Pressionados pela opinião pública, os dois concordam que apenas uma coisa pode salvar suas reputações: Um namoro falso. Mas uma mentirinha em nome das próprias carreiras pode se transformar em uma montanha russa de emoções, desafiando Beatriz e Guilherme a confrontarem seus sentimentos, destrincharem o passado e redescobrirem o significado de segundas chances.

Resenha

Comecei a leitura de Um faking date com benefícios só esperando quando esse livro ia me pegar de jeito e fiquei feliz que esse momento demorou a chegar. Mas também, veio com tudo.

“Raios caem duas vezes no mesmo lugar, estrelas cadentes não”

E sim, eu sabia que em algum momento essa história cutucaria alguma ferida, porque é isso que a Tayana Alvez sempre faz (e quem acompanha este blog sabe que eu leio todos os livros dela, mesmo que ela não pague a minha terapia depois).

“É fácil esquecer por algumas horas, mas não sei como seria a vida toda”

Como a autora costuma fazer, a obra é narrada, alternadamente, pelos dois protagonistas: Guilherme e Beatriz.

“— Porque eu acho que eu gosto dele.

— Ah, você acha?”

Guilherme mora fora do Brasil e é o vocalista de  uma banda internacionalmente conhecida: a Vicious Bond.

“A Vicious Bonds parece uma daquelas piadas de péssimo gosto que nossos tios favoritos contavam quando éramos crianças: um brasileiro, um francês, um canadense e um inglês entram num bar”

Mais do que uma banda, aliás, eles são uma família que teve a sorte de se constituir e que canta músicas que arrastam multidões de Vagabonders, como são chamadas as fãs deles.

“Assim como as carinhas deles, as músicas são ótimas. A melodia carrega alma, as letras têm dor, paixão, tristeza e amor. É tudo muito intenso”

Beatriz, por sua vez, é atriz e está voltando às telas brasileiras após alguns anos longe delas (anos que incluem a pandemia).

“Apesar da pandemia, apesar do mundo ter virado de cabeça para baixo, apesar de eu ter ficado quase quatro anos sem atuar e ter perdido muito mais do que isso pelo caminho, o céu daqui ainda é azul o bastante, as ondas vêm e vão da mesma maneira que o vento derruba os arbustos na Serra, e as pessoas já não me assustam tanto”

Assim, aos poucos, vamos conhecendo esses dois personagens e, claro, o passado que eles têm em comum e que vem à tona derrubando toda e qualquer crença — deles e nossas.

“Quanto tempo um amor pode fingir que morreu?”

Beatriz e Guilherme se conheceram muito jovens e tiveram um relacionamento daqueles de fazer inveja. Até que, da noite pro dia, Guilherme terminou tudo e deixou o Brasil. Assim, sem mais nem menos!

“O fato de que boa parte dos fãs da GenZ me odeia porque terminei com a Beatriz do nada e fui embora é um assunto sensível”

Isso é muito claro desde o começo, mas leva um tempo para desconfiarmos das motivações de Guilherme e mais outro tempo para termos a nossa confirmação.
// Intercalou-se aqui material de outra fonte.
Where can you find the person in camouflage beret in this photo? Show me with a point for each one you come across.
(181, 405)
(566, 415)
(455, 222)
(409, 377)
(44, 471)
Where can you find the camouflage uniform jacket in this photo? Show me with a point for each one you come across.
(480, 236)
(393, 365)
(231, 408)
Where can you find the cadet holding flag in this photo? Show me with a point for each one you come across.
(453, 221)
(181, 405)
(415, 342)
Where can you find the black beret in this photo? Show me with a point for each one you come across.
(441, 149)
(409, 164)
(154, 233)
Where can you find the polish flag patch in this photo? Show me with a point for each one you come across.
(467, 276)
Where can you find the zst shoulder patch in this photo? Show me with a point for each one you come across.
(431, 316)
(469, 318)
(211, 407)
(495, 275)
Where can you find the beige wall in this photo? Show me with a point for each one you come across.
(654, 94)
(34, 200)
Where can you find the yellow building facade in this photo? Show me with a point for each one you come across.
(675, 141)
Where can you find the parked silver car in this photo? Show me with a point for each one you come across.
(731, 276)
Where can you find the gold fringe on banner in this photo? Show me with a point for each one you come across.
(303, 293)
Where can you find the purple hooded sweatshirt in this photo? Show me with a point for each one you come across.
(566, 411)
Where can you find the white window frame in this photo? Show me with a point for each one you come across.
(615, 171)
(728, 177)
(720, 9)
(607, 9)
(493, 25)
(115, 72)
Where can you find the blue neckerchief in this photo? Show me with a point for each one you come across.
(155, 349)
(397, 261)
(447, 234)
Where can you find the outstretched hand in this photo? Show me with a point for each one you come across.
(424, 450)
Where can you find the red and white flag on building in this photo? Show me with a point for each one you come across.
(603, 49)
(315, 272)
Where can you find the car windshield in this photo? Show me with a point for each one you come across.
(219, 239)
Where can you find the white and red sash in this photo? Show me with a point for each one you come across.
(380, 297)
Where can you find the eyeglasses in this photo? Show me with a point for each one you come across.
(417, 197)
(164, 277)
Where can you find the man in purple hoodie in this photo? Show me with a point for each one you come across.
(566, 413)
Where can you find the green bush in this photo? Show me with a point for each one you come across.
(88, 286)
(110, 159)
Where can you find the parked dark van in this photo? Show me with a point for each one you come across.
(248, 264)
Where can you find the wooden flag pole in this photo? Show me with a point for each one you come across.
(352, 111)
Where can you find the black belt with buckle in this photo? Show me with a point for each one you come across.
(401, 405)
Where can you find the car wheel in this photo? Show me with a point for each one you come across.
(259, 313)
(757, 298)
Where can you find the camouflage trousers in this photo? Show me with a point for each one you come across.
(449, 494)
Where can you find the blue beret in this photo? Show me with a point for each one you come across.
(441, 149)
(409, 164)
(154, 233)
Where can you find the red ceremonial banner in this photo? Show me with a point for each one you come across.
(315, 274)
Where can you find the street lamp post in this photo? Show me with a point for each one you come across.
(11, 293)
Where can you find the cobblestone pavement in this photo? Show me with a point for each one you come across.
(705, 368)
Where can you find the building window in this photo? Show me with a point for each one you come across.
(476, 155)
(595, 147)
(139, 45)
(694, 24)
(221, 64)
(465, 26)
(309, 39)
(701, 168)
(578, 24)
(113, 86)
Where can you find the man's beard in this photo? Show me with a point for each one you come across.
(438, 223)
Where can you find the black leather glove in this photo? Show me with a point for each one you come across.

“É culpa do destino. E a gente não pode brigar com o destino; eu já tentei, não dá certo”

Até porque, se tem outra coisa que fica bem evidente é que esses dois ainda se amam. E muito. 

“Durante os quatro anos do nosso relacionamento, Beatriz representou tudo o que eu entendia sobre o amor. Depois da minha partida, ela se tornou as verdades não ditas sobre minha aflição. Anos depois, em nosso primeiro reencontro, ela é uma mistura dos dois, e nunca vai saber disso”

Só que a dor da Beatriz que foi abandonada ainda é muito real e, caramba, como doeu ler tudo isso. São tantos pontos de identificação com essa história, ao mesmo tempo que ela é tão única que é até difícil explicar.

“— Queria poder gostar de Guilherme e lutar para fazer dar certo. — afirmo, mais para mim do que para ela. — Mas a partida dele quebrou alguma coisa no meu coração, e deixá-lo entrar de novo desse jeito é injusto com a Beatriz que ele abandonou.

— E talvez, não o deixar entrar seja injusto com todo o resto da sua vida, Beatriz”

O reencontro entre Guilherme e Beatriz acontece porque ela, num momento de stalk e inabilidade com redes sociais, acaba seguindo o ex no Instagram o que acaba levado os dois a ter de fingir, diante da imprensa, que reataram

“Quero que isso seja encenação. Mas também não quero. E não sei exatamente como lidar com essa antinomia”

E o acordo é claro: esse relacionamento de mentirinha vai durar dois meses. O tempo que a Vicious Bond estará no Brasil.

“Demorei demais para me refazer depois dele para deixar tudo desmoronar por causa de um reencontro com data de validade”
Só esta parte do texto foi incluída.